El tiempo pareció detenerse mientras Rhage luchaba contra sí mismo. El pecho le palpitaba y los brazos y las piernas le temblaban. Pasó un largo rato antes de que se relajara y la tensión desapareciera de su cuerpo. Había ganado la batalla interna. Pero no por mucho tiempo.

Cuando alzó la vista, sus ojos habían retornado a la normalidad. Eso sí, estaba muy pálido.

—Lo siento, hermanos —masculló. Luego la miró y abrió la boca. En lugar de hablar, dejó caer la cabeza, avergonzado.

Mary traspasó la barrera de cuerpos masculinos y le puso la mano en la cara.

Cuando él jadeó sorprendido, ella lo besó en la boca.

—Veamos el truco de la cereza. Vamos.

Los hombres que estaban a su alrededor quedaron atónitos; ella pudo sentir sus miradas. Rhage parecía conmocionado. Pero cuando Mary lo miró cáusticamente, empezó a masticar, removiendo ahora el tallo de las cerezas con los dientes.

Ella se volvió a mirar a los guerreros.

—Todo está bien. Volved a vuestras cosas. Necesita un poco de calma.

Phury rio un poco y se dirigió a la mesa de billar.

—Esta mujer es fabulosa.

V le siguió la corriente y recogió su vaso.

—Sí. Cierto.

La fiesta continuó. Bella y Wellsie regresaron. Mary acarició la cara y el cuello de Rhage. Parecía tener alguna dificultad para mirarla a los ojos.

—¿Estás bien? —preguntó Mary con voz suave.

—Lamento tanto…

—Déjate de disculpas. Sea lo que sea, no puedes evitarlo, ¿no es cierto?

Él asintió.

La joven quería saber qué había sucedido hacía un momento, pero no era el momento de preguntarlo. A veces, fingir ser normal era el mejor antídoto contra las cosas raras. El dicho «finge hasta que lo logres» era algo más que simple verborrea psicológica.

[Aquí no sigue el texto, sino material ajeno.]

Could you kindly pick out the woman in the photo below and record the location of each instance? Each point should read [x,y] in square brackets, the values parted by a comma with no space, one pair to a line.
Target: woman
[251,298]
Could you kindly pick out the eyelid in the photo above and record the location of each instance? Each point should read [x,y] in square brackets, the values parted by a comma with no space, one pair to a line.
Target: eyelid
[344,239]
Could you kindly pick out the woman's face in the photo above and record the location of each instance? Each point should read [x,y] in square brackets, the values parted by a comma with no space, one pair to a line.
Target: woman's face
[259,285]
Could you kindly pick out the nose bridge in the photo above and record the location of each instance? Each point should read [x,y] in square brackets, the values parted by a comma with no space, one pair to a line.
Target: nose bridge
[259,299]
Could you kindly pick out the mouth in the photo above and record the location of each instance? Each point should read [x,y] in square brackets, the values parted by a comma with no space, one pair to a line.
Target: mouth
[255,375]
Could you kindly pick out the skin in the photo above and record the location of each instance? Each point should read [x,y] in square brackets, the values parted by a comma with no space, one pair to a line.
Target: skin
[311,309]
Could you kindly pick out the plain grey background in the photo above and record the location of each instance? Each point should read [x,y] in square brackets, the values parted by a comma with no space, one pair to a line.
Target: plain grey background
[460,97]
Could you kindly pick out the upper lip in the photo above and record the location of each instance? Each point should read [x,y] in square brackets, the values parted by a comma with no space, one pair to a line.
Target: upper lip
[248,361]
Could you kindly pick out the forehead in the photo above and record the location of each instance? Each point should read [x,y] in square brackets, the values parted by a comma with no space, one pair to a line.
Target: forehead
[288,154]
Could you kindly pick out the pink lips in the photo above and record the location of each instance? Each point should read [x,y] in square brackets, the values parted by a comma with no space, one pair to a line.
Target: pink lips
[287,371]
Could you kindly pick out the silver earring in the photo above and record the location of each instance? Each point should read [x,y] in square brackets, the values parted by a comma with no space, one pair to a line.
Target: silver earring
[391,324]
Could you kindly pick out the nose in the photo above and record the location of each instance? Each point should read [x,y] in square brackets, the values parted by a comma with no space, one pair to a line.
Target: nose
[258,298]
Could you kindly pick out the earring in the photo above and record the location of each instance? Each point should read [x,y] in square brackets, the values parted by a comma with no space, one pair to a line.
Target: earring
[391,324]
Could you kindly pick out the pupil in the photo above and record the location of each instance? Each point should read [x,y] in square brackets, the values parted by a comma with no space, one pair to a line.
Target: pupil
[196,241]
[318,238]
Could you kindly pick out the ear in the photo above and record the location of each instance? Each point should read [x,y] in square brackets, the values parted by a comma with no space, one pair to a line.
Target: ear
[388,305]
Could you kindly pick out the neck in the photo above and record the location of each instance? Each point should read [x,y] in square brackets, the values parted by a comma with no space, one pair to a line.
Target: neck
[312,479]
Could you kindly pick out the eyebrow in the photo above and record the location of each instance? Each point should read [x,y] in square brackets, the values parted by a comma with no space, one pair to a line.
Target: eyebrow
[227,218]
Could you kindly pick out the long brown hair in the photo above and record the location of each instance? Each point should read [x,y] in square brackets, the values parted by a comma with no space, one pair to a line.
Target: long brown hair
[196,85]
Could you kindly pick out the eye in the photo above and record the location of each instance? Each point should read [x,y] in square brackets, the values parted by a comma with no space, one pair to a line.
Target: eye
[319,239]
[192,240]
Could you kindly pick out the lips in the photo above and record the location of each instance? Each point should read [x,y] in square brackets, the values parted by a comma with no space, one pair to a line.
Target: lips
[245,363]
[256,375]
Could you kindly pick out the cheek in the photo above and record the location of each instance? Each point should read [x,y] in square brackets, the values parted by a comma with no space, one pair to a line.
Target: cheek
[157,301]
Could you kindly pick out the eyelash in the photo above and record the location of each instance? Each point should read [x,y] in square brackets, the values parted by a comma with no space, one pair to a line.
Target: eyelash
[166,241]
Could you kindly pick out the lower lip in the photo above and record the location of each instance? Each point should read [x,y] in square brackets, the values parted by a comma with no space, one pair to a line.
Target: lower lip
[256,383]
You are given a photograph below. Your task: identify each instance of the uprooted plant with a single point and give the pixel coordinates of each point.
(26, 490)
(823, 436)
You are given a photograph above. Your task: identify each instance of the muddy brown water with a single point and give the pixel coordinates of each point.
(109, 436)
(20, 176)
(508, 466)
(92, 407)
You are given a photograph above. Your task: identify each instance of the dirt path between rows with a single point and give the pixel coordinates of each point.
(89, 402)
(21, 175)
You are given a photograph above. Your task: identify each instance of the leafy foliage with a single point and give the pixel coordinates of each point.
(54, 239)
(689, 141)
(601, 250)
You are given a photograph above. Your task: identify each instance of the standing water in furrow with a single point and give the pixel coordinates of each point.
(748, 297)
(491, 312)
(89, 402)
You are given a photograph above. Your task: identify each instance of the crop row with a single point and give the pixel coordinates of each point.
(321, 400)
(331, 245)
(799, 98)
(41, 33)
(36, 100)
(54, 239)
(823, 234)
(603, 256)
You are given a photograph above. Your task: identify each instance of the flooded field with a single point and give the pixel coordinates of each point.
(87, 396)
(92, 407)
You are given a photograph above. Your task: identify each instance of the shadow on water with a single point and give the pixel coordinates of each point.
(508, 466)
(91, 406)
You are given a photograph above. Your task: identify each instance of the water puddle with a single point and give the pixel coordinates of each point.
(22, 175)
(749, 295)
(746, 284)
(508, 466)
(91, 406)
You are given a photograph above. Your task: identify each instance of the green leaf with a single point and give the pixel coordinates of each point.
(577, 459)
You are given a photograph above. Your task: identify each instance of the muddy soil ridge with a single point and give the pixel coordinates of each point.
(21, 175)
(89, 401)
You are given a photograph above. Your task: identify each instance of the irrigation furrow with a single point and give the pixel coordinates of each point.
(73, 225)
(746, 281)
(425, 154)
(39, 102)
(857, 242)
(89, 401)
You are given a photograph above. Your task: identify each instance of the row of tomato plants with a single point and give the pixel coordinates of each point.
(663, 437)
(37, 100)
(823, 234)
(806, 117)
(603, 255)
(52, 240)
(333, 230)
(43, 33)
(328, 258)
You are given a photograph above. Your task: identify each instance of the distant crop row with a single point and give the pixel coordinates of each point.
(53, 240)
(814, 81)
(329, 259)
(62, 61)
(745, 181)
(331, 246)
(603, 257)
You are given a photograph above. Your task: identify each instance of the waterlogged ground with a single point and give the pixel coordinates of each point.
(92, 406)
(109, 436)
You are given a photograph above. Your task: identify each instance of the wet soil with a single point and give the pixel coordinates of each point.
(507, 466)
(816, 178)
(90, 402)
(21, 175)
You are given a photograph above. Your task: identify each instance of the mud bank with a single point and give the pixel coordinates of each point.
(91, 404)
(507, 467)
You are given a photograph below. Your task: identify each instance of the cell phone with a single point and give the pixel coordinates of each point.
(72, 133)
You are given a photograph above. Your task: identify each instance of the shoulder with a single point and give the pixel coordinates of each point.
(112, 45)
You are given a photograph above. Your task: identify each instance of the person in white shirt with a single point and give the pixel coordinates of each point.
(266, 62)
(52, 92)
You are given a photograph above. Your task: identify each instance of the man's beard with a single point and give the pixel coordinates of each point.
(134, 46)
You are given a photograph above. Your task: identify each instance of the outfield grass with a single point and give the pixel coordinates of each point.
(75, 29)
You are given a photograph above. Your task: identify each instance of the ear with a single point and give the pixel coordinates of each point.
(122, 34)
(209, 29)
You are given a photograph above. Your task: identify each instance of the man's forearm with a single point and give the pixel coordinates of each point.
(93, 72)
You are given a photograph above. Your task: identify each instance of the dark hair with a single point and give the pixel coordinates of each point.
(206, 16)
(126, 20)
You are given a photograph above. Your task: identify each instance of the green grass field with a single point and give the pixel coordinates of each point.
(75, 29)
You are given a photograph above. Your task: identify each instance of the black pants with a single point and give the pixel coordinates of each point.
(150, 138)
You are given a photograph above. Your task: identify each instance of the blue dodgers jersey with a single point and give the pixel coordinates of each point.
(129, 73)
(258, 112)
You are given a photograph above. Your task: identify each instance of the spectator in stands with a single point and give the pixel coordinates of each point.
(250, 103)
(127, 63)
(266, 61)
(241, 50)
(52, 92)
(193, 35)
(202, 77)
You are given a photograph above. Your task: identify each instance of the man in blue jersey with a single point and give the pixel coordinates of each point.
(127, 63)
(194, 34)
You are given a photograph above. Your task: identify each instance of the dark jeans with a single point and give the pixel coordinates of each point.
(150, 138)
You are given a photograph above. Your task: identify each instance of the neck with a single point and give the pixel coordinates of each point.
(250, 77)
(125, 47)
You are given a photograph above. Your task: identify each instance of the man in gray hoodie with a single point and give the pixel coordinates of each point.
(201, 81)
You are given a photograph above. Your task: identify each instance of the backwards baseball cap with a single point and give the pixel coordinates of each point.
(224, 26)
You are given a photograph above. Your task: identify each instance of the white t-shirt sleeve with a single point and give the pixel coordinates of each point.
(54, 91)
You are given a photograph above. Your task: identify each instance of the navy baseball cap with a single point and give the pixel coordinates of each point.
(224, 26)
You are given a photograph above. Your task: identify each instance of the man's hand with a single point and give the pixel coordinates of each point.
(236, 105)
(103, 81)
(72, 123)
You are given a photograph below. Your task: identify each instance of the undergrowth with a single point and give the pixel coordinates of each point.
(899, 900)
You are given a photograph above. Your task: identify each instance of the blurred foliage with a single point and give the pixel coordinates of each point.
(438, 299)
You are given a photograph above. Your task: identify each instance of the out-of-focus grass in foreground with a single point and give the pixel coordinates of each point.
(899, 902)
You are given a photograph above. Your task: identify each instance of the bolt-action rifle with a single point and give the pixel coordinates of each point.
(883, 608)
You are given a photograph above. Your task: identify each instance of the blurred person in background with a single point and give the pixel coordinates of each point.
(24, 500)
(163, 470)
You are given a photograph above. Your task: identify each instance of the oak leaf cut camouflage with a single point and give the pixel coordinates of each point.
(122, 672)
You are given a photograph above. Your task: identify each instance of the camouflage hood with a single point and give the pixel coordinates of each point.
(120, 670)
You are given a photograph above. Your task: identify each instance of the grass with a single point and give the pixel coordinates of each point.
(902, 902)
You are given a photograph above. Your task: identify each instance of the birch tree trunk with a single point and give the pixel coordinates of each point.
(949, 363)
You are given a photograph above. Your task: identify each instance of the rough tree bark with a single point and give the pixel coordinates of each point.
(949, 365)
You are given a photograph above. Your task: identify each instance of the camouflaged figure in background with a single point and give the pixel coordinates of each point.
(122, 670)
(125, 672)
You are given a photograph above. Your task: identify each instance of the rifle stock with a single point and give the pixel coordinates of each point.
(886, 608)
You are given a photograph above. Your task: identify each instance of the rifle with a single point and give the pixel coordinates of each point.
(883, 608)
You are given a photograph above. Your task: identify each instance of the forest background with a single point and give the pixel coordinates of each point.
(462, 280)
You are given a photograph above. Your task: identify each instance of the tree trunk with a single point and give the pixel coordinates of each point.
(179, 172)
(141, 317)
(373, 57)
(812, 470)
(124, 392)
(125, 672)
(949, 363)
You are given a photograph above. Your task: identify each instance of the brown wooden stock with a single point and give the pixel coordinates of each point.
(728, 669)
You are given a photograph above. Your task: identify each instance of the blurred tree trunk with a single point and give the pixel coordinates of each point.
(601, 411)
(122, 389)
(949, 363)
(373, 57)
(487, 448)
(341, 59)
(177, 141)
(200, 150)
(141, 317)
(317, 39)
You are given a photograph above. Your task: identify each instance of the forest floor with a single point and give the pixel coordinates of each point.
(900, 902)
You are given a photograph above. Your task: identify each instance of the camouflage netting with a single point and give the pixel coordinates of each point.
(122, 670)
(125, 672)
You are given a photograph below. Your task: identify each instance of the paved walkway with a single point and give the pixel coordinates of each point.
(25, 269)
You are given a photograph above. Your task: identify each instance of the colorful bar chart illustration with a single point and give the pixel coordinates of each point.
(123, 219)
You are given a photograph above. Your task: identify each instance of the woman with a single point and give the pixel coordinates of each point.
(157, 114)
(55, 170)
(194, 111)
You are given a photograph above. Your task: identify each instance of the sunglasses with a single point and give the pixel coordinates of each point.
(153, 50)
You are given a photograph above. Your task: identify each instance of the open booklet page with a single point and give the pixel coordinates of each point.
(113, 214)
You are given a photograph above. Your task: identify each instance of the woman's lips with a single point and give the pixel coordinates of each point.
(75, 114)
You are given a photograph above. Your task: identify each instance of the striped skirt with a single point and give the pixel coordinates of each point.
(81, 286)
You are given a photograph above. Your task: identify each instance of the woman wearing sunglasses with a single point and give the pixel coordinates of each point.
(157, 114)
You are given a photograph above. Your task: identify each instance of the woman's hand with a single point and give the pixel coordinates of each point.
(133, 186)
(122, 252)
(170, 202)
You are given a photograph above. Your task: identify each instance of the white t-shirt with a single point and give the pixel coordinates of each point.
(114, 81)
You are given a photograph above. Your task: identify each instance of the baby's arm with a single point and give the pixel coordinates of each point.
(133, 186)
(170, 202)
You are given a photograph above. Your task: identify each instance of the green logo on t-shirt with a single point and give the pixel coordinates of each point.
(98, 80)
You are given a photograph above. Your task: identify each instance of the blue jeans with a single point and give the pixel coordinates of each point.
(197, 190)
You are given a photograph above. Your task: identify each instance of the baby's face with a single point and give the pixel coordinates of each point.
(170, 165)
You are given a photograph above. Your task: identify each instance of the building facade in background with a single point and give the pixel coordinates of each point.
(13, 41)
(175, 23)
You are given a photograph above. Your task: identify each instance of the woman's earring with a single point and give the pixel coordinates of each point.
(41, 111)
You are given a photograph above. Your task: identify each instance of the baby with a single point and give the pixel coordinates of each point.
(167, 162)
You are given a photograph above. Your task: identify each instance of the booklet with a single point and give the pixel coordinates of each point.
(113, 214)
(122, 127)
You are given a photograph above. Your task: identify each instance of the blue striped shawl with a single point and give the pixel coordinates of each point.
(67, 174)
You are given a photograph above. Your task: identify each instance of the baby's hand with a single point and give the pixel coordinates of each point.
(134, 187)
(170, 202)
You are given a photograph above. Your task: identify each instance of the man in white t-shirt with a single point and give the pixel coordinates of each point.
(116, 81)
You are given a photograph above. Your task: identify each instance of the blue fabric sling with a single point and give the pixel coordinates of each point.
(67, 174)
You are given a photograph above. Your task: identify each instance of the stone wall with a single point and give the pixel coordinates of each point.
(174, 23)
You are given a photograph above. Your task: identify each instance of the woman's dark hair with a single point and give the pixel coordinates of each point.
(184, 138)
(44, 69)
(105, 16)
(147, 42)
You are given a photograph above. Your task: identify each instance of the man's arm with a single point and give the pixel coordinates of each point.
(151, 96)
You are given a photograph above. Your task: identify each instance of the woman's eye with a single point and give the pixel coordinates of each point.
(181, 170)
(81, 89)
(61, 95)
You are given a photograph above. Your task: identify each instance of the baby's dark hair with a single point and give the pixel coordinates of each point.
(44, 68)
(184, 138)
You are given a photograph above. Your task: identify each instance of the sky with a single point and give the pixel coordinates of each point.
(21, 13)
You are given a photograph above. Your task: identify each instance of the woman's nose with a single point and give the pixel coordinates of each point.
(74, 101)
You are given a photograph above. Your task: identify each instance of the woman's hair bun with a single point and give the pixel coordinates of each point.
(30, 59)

—Mary, no quiero que me tengas miedo.

Por un momento, ella observó su boca trabajando con el tallo.

—No tengo miedo de ti. V y Phury pueden haber estado en peligro, pero a mí no me habrías hecho daño. De ninguna manera. No sé por qué lo sé, pero lo sé.

Él respiró profundamente.

—Dios, te amo. En verdad te amo.

Y luego sonrió.

Ella soltó una carcajada que hizo que todos los presentes volvieran la cabeza.

El tallo de cereza estaba perfectamente anudado alrededor de uno de sus colmillos.